Affogati dalla strabordante retorica in corso sulle «nuove» liberalizzazioni, non è male riflettere su alcune concrete iniziative politiche e legislative (a partire dalla leva fiscale) che con il governo Berlusconi post 2008 hanno reso possibile il decollo di un libero (sul serio) sistema di contrattazione aziendale, favorendo con ciò un’inedita cooperazione tra proprietà e lavoratori durante una fase di dura emergenza economica. Si è difesa così parte fondamentale della forza della produzione italiana che poggia sulla qualità dei suoi operai da non disperdere nei momenti di recessione per poter ben ripartire in quelli di ripresa. E si è consentito insieme al primo gruppo industriale privato, la Fiat, di affrontare anche un’impegnativa ristrutturazione.
Se la sciagurata Emma Marcegaglia non avesse nell’agosto del 2011 colpito alle spalle il governo che aveva nei provvedimenti d’emergenza definito (il famoso articolo 8) norme per regolare elementi del rapporto di lavoro grazie a intese aziendali, saremmo ancora più avanti e certe discussioni nominalistiche tipo quelle sull’articolo 18 sarebbero quasi inutili.
L’azione di dialogo e decisione del governo con la maggioranza delle forze sociali è stata fondamentale nel merito perché ha aperto la via per superare una concezione centralistica e dirigistica delle relazioni industriali: il blocco provocato da questo tipo di visione, propria innanzitutto della maggioranza della Cgil e a lungo imposta alla politica, ha portato al disastroso risultato della perdita di valore dei salari, di cui si discute in questi giorni, che senza un legame con le dinamiche in atto nei luoghi di lavoro, diventa inevitabile.

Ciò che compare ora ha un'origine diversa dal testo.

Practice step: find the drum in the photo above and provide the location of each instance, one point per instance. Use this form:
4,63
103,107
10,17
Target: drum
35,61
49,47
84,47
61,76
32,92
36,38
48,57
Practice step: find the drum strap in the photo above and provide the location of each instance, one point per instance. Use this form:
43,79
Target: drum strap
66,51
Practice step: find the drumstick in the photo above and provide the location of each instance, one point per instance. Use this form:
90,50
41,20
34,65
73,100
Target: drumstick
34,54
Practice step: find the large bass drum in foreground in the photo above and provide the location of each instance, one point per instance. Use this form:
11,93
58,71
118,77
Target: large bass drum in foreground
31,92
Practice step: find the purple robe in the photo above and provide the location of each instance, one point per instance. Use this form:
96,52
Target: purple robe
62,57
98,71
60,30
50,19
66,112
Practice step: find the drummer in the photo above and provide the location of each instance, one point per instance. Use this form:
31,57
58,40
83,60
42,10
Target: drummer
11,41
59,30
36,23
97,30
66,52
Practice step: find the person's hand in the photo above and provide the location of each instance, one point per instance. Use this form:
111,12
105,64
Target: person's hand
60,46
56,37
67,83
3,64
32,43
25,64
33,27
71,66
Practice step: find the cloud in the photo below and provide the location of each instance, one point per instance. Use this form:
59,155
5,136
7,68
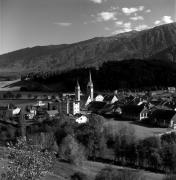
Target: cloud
123,27
119,23
131,10
164,20
63,24
98,1
107,28
137,18
157,22
141,27
106,16
148,11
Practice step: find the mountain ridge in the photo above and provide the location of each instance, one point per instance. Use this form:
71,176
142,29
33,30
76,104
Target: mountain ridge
156,43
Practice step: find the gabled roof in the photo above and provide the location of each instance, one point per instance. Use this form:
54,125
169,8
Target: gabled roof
132,109
95,105
52,112
161,114
109,97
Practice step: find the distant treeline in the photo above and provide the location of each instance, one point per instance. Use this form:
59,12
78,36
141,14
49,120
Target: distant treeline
130,74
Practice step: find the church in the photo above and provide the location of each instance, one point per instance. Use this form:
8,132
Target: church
73,105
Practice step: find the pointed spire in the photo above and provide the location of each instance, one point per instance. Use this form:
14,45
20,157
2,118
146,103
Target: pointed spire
90,77
78,86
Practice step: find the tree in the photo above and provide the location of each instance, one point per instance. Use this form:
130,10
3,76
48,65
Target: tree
27,161
111,174
91,136
170,177
71,151
19,95
78,176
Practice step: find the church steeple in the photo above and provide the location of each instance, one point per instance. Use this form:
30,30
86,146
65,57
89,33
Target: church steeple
90,90
77,92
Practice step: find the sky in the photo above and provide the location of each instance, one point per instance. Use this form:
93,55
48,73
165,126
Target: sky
28,23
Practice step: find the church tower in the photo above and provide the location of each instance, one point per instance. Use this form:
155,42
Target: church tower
77,92
90,90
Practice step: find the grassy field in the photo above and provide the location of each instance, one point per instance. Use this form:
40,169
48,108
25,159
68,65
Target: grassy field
141,131
63,171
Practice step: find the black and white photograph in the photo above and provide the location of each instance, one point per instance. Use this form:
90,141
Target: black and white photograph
87,89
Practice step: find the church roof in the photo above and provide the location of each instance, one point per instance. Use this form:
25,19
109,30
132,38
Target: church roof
90,83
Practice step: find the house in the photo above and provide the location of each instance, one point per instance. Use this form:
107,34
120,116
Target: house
95,106
107,109
162,118
81,119
132,112
99,98
171,89
173,122
144,114
52,113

Ma oltre che nel merito le iniziative forniscono pure una formidabile lezione di metodo: ecco un tipo di riforma che libera la società, lascia alle parti la responsabilità di governare le dinamiche relazionali possibili, non pretende di dettare scelte dall’alto (tipo lo Stato che decide di quanti taxi o quante farmacie ha bisogno la nostra società). È una politica fatta dialogando, dividendo non lo Stato dalla forze sociali ma separando tra queste ultime quelle che ostacolano il cambiamento per conservative logiche di potere da quelle disponibili al cambiamento.

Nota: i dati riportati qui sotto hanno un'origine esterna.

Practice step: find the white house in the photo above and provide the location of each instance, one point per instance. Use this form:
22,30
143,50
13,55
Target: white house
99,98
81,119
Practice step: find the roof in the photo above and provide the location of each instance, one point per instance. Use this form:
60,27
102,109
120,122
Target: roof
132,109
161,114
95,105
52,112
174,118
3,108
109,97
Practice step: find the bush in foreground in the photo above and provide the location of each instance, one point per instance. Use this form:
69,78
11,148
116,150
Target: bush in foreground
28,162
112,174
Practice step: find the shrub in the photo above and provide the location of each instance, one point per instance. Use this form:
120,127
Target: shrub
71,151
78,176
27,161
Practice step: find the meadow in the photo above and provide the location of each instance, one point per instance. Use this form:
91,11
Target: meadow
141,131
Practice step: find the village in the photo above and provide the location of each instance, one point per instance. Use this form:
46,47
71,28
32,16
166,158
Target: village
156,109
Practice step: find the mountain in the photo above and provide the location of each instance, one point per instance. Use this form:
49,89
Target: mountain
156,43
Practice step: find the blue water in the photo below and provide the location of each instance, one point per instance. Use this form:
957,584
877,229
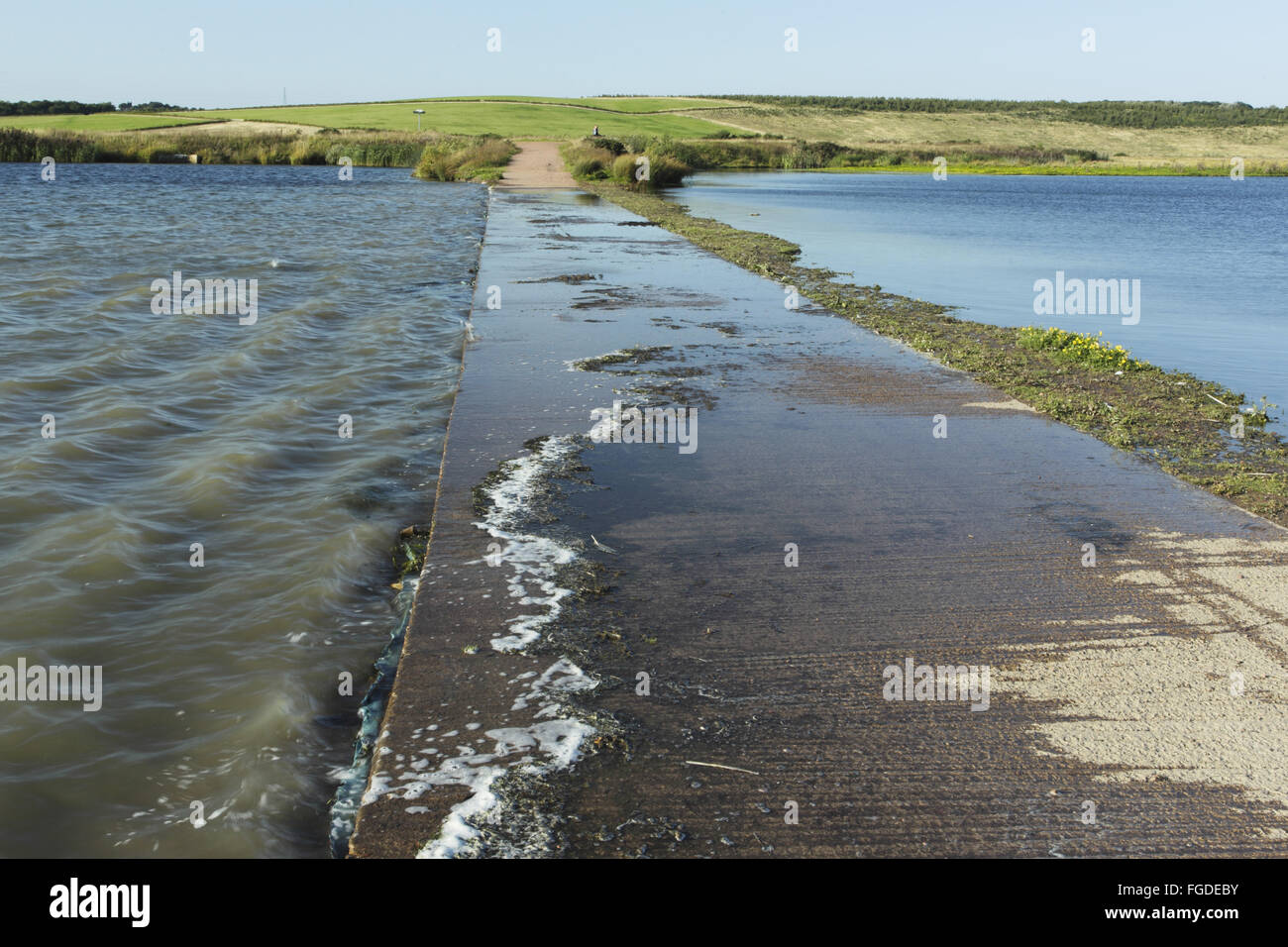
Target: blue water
231,689
1211,253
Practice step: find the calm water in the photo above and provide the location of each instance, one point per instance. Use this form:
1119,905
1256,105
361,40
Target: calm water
1211,254
222,682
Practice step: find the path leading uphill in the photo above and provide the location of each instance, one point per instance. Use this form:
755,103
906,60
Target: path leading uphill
862,604
537,165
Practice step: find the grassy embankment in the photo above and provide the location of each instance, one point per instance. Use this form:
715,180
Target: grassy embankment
1180,421
824,133
434,157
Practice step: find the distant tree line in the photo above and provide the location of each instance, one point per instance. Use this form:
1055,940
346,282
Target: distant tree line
63,107
1142,115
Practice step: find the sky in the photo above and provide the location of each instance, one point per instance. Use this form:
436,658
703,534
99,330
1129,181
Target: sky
335,52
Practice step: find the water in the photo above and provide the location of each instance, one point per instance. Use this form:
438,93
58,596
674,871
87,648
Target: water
222,682
1211,253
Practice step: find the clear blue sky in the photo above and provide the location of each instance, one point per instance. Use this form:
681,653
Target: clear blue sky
336,52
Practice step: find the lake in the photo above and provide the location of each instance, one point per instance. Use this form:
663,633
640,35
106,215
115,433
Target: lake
181,504
1211,254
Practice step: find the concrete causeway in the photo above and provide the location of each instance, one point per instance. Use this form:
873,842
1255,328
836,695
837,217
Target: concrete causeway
851,512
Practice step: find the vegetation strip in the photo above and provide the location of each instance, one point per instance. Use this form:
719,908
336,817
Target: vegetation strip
1186,425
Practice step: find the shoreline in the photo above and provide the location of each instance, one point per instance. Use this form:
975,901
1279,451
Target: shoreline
763,678
1176,431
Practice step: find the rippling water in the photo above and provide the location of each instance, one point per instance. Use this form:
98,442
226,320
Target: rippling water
220,682
1211,254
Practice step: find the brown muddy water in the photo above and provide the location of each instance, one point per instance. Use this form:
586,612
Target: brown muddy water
222,728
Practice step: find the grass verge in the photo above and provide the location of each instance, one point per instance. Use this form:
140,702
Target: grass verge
434,157
1197,431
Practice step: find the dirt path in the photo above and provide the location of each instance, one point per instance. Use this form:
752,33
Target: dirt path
537,163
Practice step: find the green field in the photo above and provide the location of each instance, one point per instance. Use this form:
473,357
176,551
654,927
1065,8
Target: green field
986,137
99,121
545,119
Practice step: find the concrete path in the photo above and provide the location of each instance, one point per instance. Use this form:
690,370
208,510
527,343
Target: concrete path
537,165
851,510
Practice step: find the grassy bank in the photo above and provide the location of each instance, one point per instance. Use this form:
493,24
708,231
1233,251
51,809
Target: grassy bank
599,158
790,132
1179,421
465,158
441,158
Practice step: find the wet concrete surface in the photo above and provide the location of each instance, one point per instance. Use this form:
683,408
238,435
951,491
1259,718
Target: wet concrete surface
818,440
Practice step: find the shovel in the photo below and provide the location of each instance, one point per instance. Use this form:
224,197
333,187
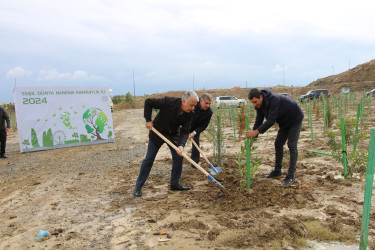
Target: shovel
214,171
189,159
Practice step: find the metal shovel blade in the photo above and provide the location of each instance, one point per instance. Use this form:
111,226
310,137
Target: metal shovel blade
213,170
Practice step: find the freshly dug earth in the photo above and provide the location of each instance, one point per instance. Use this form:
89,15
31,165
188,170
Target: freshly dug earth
84,197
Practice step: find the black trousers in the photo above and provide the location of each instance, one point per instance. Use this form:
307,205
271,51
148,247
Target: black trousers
147,163
195,155
3,140
292,135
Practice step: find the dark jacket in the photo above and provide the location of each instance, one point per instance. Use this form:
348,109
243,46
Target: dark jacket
4,117
277,108
201,119
171,121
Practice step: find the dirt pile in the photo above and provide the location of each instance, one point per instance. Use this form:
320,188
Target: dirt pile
360,79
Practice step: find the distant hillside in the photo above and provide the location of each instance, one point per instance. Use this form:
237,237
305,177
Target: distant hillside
358,79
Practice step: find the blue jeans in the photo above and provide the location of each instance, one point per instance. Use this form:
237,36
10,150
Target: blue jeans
147,163
292,135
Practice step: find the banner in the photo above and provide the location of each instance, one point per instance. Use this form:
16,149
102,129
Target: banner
57,117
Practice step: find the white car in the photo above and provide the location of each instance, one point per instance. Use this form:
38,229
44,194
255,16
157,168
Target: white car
229,101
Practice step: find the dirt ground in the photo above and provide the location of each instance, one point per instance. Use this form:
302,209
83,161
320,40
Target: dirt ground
84,197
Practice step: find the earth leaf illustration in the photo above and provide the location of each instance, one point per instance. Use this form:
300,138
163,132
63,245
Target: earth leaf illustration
95,122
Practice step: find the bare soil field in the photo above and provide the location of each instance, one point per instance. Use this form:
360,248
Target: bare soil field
84,197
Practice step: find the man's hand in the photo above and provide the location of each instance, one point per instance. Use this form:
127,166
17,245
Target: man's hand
180,150
191,135
149,125
252,133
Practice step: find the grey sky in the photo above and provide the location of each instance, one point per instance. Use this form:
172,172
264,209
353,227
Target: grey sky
169,43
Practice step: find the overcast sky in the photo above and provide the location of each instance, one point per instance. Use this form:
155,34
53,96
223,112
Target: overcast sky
180,44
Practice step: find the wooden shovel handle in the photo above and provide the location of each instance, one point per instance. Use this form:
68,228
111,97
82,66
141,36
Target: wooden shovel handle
200,150
183,154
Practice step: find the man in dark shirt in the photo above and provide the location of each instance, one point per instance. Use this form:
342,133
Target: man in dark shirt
286,112
3,131
201,119
173,121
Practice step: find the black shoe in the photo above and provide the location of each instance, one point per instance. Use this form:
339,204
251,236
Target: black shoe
288,180
138,192
179,187
274,174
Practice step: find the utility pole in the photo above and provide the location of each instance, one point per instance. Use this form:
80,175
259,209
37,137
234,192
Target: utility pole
133,83
193,80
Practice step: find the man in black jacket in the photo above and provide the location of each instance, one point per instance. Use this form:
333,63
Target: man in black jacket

All’Italia non serve dividersi tra probi e malvagi, come si è detto: tipo stanare i criminali che non emettono fattura. Ha bisogno al contrario di far entrare nello Stato tutti i cittadini: dagli idraulici ai metalmeccanici che non devono concepire più il loro imprenditore come un nemico. Le liberalizzazioni indispensabili devono dare più responsabilità a una società che ha storia millenaria, non è una carta bianca su cui il bocconiano di turno può fare le sue esercitazioni.